Do You Ever Feel Like You Need a Quiet Space to Get Away from Stress?
Here’s How Space Will Keep You Stuck and Limit Your Spiritual Growth.
By Jordan Myska Allen - 12:09AM - 02/19/2014
A lot of people like to have a quiet place just to themselves when they meditate or pray. It feels like the only way to escape the stress of the day and the myriad distractions calling them away from peace.
Fine, but if a person relies on their sanctuary, they are missing the point of meditation and prayer. They are guaranteeing more stress in the future. They are imposing a huge barrier to the flowering of their contemplative practice, and like Moses they will see the Promised Land, but never be able to reach it.
People must realize that the sanctuary they seek is not dependent on what is happening. True peace is not dependent on anything.

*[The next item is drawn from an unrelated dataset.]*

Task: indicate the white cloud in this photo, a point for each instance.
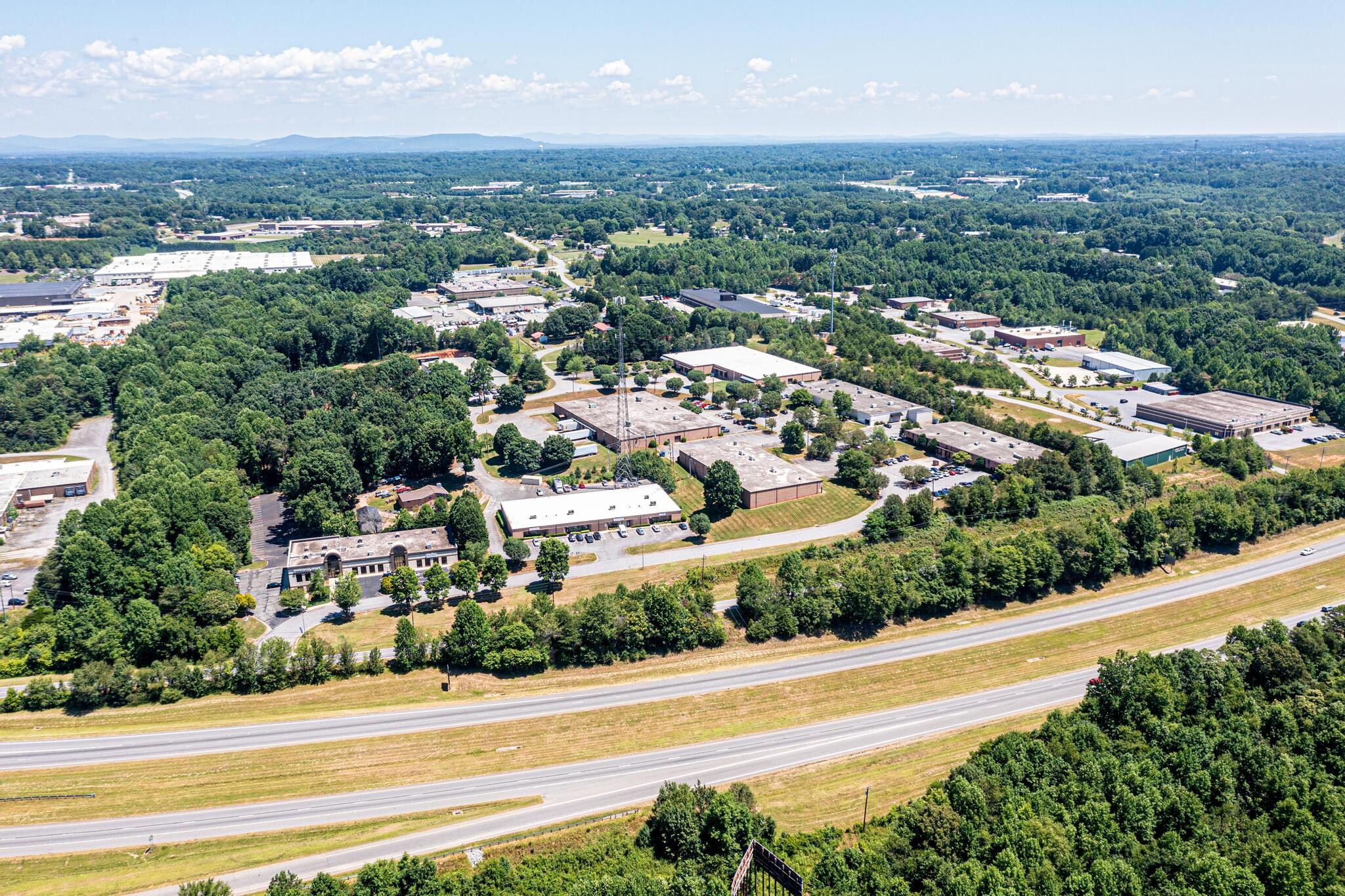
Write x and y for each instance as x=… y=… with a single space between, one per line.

True Peace is Liberated from Circumstances
I was tempted to write that the sanctuary is “inner,” and not dependent on “external circumstances,” but the true practice is to find a sense of peace regardless of inner and outer circumstances.

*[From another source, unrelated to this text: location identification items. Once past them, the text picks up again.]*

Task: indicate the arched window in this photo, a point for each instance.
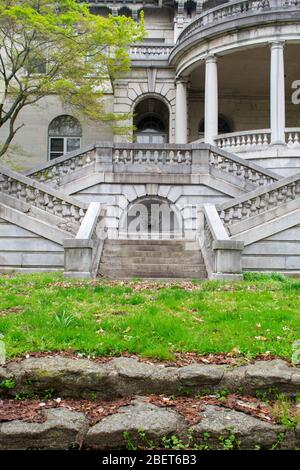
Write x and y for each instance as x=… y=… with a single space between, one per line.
x=151 y=122
x=65 y=134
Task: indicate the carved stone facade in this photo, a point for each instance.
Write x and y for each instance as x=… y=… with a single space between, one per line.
x=214 y=92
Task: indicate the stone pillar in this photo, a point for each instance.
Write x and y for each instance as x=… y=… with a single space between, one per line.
x=277 y=94
x=181 y=112
x=211 y=100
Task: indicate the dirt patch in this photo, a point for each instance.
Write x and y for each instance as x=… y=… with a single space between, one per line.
x=11 y=310
x=181 y=359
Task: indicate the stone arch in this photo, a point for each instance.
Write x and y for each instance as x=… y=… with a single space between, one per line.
x=64 y=135
x=151 y=217
x=152 y=108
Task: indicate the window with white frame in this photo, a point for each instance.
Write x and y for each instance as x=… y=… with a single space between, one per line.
x=65 y=135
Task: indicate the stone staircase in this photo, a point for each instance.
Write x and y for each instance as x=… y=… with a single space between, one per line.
x=152 y=259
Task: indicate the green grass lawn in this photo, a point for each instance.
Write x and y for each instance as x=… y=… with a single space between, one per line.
x=47 y=313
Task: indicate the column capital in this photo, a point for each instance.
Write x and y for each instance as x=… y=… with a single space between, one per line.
x=211 y=59
x=182 y=80
x=277 y=44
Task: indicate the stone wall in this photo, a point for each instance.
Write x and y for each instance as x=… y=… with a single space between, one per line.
x=279 y=252
x=21 y=248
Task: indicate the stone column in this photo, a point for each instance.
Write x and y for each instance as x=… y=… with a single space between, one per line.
x=211 y=100
x=181 y=111
x=277 y=94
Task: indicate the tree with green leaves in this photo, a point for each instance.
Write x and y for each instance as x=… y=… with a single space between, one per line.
x=58 y=47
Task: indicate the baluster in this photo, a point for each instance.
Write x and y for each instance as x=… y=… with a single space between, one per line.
x=235 y=215
x=253 y=207
x=188 y=158
x=279 y=196
x=289 y=192
x=227 y=216
x=290 y=139
x=116 y=156
x=245 y=209
x=259 y=140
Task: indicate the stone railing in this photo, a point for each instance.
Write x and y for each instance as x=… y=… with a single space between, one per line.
x=260 y=200
x=193 y=158
x=259 y=139
x=152 y=154
x=244 y=170
x=245 y=140
x=83 y=253
x=55 y=170
x=222 y=256
x=15 y=186
x=234 y=10
x=292 y=136
x=150 y=51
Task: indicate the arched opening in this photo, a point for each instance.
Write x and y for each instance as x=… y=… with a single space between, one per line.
x=224 y=126
x=64 y=135
x=151 y=218
x=151 y=121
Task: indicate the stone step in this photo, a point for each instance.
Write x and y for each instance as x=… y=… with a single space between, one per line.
x=212 y=428
x=162 y=272
x=145 y=260
x=152 y=248
x=152 y=259
x=133 y=242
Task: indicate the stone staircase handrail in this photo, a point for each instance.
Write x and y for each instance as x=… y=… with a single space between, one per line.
x=194 y=158
x=222 y=256
x=83 y=253
x=55 y=169
x=260 y=200
x=242 y=168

For meditators, this means being aware of feelings like fear, anger, and depression, without attachment to them staying or leaving, changing or remaining the same.

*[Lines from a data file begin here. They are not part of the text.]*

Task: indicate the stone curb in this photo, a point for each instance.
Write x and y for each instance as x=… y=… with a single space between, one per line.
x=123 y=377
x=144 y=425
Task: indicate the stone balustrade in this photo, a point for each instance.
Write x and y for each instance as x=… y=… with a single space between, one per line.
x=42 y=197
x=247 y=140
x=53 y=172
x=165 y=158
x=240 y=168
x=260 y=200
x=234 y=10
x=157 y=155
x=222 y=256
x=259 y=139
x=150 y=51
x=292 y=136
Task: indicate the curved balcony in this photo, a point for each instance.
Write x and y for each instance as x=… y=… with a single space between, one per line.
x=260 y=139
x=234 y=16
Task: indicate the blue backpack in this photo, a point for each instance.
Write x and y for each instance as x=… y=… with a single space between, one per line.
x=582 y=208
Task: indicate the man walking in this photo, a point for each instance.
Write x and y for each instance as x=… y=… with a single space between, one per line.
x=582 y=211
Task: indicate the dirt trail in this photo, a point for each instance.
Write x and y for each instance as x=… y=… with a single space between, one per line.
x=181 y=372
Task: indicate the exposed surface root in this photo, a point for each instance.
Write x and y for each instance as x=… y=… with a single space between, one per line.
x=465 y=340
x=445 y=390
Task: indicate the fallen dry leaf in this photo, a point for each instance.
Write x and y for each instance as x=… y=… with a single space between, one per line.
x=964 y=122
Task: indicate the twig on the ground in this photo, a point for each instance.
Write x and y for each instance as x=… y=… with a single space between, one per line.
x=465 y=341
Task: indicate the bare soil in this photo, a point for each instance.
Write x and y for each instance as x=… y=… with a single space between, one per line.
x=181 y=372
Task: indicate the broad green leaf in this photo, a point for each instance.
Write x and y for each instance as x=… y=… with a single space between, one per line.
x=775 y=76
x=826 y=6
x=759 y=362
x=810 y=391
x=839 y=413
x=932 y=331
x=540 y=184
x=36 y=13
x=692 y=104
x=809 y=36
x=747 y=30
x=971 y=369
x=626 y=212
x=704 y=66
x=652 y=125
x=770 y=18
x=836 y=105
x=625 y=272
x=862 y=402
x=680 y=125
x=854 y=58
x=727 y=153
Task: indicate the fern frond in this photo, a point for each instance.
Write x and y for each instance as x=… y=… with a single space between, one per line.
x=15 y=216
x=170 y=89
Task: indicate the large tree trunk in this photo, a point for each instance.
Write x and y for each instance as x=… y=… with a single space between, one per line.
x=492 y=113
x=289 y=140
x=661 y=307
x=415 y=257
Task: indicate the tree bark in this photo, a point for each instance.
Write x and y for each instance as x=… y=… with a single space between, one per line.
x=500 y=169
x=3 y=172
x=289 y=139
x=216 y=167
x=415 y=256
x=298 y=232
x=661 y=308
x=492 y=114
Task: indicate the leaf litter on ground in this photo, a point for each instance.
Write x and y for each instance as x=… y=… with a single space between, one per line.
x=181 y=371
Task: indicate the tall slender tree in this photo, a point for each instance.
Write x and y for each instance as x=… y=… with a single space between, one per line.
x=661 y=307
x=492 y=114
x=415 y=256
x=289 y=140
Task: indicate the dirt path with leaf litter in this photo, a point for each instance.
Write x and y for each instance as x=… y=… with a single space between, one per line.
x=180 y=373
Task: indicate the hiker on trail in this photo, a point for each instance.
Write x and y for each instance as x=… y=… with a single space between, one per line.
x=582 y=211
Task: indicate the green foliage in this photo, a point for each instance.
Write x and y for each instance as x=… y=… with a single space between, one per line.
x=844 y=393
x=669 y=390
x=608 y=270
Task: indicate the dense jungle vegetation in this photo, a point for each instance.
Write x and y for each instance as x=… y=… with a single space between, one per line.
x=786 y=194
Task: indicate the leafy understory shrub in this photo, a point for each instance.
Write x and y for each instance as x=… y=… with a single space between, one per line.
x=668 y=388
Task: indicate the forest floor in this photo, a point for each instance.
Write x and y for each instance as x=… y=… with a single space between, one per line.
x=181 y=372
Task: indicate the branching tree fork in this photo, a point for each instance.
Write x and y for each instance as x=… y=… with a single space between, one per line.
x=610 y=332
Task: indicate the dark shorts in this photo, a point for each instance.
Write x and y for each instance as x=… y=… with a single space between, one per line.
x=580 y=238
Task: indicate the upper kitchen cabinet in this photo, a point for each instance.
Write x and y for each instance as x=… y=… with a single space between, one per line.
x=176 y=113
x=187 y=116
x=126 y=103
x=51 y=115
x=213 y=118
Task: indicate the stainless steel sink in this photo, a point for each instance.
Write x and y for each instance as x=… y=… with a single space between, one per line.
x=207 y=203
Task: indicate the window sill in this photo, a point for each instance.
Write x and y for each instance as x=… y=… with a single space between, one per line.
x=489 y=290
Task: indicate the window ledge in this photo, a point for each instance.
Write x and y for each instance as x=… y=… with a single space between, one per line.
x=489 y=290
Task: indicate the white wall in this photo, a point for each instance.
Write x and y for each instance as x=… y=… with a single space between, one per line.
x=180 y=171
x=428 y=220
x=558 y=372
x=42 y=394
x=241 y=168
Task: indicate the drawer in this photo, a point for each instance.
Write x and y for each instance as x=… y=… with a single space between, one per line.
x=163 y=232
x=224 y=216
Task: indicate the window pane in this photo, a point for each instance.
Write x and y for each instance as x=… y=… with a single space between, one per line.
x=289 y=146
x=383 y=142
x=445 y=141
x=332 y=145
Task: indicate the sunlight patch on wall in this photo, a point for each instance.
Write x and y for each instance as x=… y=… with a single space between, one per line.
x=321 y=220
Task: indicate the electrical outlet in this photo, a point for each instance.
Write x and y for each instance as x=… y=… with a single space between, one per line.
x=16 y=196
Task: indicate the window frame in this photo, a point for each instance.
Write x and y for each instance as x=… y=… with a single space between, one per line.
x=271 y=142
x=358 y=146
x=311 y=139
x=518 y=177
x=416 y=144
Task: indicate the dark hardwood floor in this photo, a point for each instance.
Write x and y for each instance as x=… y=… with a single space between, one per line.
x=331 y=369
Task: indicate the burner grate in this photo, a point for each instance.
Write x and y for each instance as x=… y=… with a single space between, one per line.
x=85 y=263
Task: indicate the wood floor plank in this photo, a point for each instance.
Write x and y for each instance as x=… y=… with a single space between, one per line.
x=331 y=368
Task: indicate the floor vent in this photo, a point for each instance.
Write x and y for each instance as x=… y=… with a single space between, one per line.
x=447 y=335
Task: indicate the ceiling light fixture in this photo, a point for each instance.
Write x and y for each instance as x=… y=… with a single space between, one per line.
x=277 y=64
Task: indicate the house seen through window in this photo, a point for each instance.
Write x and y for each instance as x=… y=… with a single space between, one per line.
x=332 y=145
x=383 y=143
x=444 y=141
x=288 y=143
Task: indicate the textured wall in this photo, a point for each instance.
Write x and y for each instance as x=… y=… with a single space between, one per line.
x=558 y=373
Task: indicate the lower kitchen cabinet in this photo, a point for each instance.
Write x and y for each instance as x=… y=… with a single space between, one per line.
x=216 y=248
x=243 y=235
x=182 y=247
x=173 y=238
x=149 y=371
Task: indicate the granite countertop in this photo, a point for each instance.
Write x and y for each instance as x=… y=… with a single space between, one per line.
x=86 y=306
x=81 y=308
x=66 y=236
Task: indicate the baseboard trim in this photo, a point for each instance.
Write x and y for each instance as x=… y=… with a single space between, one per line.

The same is true for prayer—one communicates with God equally in the midst of a storm as much as a sunny day, whether that storm manifests as actual rain or a sense of despair or frustration inside oneself.
Put another way, if your goal is to de-stress, you will never overcome stress. You must find peace instead, and you must be able to find it even in the midst of business, stress, and overwhelm.
Make Your Practice More Like Everyday Challenges
If you have already created an altar in your home, or have a sacred place where you find the most peace and surrender, I am not asking you to get rid of that or give that up. That would reinforce the very error of thinking that I am pointing to.
Instead, I ask that you begin to expand your practice. Start to pray in traffic, and sing songs of hallelujah at work (maybe just in your head). Try meditating with eyes open so you can adopt the attitude of non-judgement when you are in conversation, at the grocery store, and with your family.
If you use headphones and music to meditate, try silence, and then try a public park. If you always meditate in silence, try doing it with the TV or radio on. If we can be so bold as to define a “goal” of meditation, prayer, and contemplation, it is to bring forth divinity—either in ourselves (namaste), or in relationship to the God—at all times in our lives.
Transcend and Include the Fundamentals
A sanctuary or safe place is like doing drills in sports practice. Even the best players never stop doing drills—practicing the fundamentals. Yet if all they ever did was drills they would be ill prepared for the real challenges of playing the game. They have to scrimmage to be able to put those fundamentals into practice. They need both.
So feel free to create or keep your quiet, safe place for finding peace (or however you define your spiritual practice), just make sure you start to scrimmage—practice with distractions, even in challenging situations—or you will have really good fundamentals and no way to actually include them in your life.